Defra delays Extended Producer Responsibility reforms

The Department for Environment, Food & Rural Affairs (Defra) has announced that planned reforms to the Extended producer responsibility (EPR) scheme will not take place as planned in 2023, with no new date yet to be offered.

Defra delays Extended Producer Responsibility reforms

The decision has been met with disappointment from green groups

A huge overhaul of the EPR system was proposed in 2018 in the Government’s Resources & Waste Strategy. The 147-page Resources & Waste Strategy – the first comprehensive update in more than a decade – sets out a long-term blueprint for waste prevention, reuse and recycling in the UK.

Under the strategy, producers will be forced to pay full net costs of disposal of packaging they place on the market – up from just 10% now. 

The EPR reforms were expected to be introduced in 2023, alongside a scheme administrator to oversee how the system runs. However, Defra has this week noted that stakeholders responding to consultations don’t believe they have enough time to prepare for the impending changes.

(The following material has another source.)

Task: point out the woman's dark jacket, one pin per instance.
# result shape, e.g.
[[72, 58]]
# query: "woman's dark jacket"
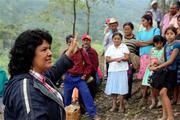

As such, Defra has postponed the reforms but has provided no information on any new timeframe for them to be introduced.

The existing Packaging Recovery Note (PRN) system will stay in place, with the Government still expected to introduce recycling targets for next year’s compliance period.

The decision has been met with disappointment from green groups.

ADEPT’s Waste Group chair, Steve Palfrey said: “ADEPT is very disappointed to learn that the introduction of EPR has been delayed by at least a year. Whilst the timescale was always ambitious, we had hoped that it would have been delivered in accordance with the programme that government had originally set out. This will mean that the public purse will continue to fund managing packaging waste for another year at a time when local authority budgets are already extremely stretched.

“We hope that government will take this additional time working with all of its stakeholders to deliver a first class EPR packaging scheme that can then be used as a blueprint for other materials – one that adds value, reduces waste and maximises resource efficiency. Our planet cannot afford for this to be delayed any longer than absolutely necessary. We look forward to seeing the outcome of the consultations and will continue to work with government to help deliver a circular economy and thriving natural environment.”